From 2018 — when it started publishing these figures — to 2021 Shell received tax credits from the UK’s treasury because of expenses tied to investments in new North Sea fields and rebates related to dismantling old platforms.
Last year, the company paid $40.5 million in tax from a UK profit of $1.81 billion, according to its annual tax-contribution report. Without the government’s new Energy Profits Levy, Shell said it wouldn’t have had to pay corporate tax in the UK.
The London-listed energy giant made a global profit of $64.8 billion in 2022 and paid out $13.1 billion in corporate income tax. That compares with $6 billion in corporate taxes in 2021 on a profit of $30 billion.
Even with the UK’s windfall levy, the tax bill was relatively small compared with neighbouring Norway, where Shell paid $2.12 billion in corporate income tax on profits of $3.85 billion. That was the company’s second-largest tax bill after the $4.56 billion paid in Oman.
Following Russia’s invasion of Ukraine, several countries imposed windfall taxes on profits from the oil and gas industry as prices soared. Shell expects to pay windfall taxes of more than $1 billion on profit earned last year. Some of those were paid in 2022 and 2023, with the rest “due in coming years,” Chief Financial Officer Sinead Gorman said in the report.
The UK’s windfall tax is expected to apply until 2028. The European Union’s extra levy on the sector, known as a “solidarity contribution” is due to end in 2024. By the end of the third quarter of 2023, the company had paid an additional $437 million in windfall taxes.
There were other jurisdictions where Shell paid no corporate tax despite large earnings. In the Bahamas, the company posted a profit of $1.55 billion, up threefold from a year earlier. Shell trades West African and Latina American crude oil from the Caribbean island, but the Bahamas doesn’t impose “corporate income tax on international business companies operating in the country,” according to the report.

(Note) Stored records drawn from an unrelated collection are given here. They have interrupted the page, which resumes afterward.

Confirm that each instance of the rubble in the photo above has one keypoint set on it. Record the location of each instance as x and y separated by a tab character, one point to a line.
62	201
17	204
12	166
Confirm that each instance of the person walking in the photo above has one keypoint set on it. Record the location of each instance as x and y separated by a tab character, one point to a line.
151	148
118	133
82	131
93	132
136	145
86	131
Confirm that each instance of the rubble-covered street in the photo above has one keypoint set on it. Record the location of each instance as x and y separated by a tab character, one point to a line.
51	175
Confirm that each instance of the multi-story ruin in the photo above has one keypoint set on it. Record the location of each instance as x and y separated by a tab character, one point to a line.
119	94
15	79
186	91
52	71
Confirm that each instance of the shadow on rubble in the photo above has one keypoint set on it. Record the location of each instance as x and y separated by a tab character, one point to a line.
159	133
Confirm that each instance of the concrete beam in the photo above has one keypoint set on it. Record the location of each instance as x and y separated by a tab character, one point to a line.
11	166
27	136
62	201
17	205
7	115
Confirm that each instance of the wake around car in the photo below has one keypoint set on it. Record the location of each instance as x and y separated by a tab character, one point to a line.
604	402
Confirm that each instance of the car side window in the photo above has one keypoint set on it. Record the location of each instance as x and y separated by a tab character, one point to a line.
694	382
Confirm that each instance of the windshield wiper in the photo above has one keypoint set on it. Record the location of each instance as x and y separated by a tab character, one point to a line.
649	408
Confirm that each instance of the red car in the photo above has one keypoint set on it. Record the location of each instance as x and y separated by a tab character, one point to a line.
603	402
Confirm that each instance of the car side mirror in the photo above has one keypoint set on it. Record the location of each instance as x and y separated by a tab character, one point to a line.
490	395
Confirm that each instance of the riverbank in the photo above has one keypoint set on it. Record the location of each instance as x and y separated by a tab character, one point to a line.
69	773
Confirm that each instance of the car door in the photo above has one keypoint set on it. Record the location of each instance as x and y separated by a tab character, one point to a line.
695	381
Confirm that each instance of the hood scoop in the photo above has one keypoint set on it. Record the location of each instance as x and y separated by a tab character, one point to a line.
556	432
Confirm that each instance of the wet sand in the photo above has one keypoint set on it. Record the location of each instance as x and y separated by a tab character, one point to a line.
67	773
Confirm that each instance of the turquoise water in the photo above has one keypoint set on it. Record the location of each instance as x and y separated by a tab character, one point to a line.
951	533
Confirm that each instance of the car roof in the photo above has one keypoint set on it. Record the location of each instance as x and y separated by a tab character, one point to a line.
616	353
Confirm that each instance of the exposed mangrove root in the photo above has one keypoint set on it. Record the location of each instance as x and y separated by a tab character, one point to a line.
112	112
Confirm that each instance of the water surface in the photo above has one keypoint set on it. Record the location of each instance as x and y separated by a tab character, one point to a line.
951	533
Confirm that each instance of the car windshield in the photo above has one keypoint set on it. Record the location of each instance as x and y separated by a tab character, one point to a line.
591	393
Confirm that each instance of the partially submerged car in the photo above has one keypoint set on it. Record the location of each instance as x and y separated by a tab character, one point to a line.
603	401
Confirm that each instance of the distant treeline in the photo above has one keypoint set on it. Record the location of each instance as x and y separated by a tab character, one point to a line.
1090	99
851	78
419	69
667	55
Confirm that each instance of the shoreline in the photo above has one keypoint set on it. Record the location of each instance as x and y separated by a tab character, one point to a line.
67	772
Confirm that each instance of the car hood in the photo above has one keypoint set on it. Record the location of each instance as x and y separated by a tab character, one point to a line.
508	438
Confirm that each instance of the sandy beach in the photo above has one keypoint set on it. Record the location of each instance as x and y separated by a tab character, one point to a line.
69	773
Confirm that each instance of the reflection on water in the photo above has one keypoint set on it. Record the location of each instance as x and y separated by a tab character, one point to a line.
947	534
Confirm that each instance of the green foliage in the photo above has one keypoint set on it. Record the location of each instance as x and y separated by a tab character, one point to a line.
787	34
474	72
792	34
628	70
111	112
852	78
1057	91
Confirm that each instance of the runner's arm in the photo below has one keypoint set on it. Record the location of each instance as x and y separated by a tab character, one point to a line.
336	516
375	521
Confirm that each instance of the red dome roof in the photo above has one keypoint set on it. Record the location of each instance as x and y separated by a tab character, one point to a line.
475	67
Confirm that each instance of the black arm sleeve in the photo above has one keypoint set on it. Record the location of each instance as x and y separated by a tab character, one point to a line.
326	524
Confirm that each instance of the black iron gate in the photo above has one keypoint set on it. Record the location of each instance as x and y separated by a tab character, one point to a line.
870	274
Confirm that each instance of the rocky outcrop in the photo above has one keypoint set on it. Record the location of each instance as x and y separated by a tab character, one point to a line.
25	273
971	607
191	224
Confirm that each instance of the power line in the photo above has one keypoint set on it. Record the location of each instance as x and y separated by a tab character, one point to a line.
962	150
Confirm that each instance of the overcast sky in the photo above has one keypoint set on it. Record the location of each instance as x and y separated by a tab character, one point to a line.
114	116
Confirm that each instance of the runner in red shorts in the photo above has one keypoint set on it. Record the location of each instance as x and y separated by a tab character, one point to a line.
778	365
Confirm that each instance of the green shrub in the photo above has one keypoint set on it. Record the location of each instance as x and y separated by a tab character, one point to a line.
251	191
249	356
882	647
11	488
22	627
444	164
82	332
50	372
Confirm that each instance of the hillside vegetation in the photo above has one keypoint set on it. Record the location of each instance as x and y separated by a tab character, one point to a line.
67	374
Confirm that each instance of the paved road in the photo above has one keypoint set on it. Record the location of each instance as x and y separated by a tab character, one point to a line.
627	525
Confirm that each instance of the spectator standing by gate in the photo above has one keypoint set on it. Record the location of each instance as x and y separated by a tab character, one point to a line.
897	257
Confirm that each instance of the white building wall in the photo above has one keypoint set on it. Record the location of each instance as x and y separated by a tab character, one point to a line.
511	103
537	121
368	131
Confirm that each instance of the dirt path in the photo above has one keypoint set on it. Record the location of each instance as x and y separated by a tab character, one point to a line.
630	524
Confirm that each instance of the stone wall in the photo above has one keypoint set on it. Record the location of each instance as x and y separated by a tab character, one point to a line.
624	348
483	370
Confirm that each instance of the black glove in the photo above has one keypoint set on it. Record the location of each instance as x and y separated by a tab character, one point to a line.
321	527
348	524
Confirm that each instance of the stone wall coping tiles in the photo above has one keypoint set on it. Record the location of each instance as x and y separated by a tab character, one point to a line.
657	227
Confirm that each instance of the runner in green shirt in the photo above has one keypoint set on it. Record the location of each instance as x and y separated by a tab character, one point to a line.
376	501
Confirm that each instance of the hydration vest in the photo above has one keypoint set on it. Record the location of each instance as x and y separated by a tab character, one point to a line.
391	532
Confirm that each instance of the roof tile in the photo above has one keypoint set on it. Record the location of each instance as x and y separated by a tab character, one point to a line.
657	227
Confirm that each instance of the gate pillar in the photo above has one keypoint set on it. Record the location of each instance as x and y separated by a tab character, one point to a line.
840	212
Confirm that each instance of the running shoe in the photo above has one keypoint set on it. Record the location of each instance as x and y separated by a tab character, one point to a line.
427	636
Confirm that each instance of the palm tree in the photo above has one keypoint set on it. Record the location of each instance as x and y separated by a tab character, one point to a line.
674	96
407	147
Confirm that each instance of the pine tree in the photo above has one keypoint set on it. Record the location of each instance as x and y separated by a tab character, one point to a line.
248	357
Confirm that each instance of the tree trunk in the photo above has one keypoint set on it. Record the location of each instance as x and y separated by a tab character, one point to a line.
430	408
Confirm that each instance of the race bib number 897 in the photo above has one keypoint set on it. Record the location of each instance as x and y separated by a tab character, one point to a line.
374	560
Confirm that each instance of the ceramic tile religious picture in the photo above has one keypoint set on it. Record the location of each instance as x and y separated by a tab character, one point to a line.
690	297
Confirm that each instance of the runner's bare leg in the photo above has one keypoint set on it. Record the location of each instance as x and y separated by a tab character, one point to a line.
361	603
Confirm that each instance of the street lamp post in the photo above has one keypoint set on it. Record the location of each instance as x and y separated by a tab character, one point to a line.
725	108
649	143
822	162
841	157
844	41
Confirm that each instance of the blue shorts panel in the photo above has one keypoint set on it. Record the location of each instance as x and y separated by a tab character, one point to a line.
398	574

The report says that the company is present in low-tax jurisdictions for commercial reasons such as crude oil trading and retail sites, “We do not use these jurisdictions to avoid tax on activities that take place elsewhere,” according to the report.
Shell, like its Big Oil peers, doesn’t disclose the amount of money it makes from its trading business, which can add billions of dollars to its bottom line every year. In June, Chief Executive Officer Wael Sawan said the company’s traders provide a 2% to 4% uplift to return on average capital employed.
Shell publishes its global tax contributions on a voluntary basis and is separate to its report on payments to government, which is a legal requirement for oil, gas and mining companies incorporated in the UK.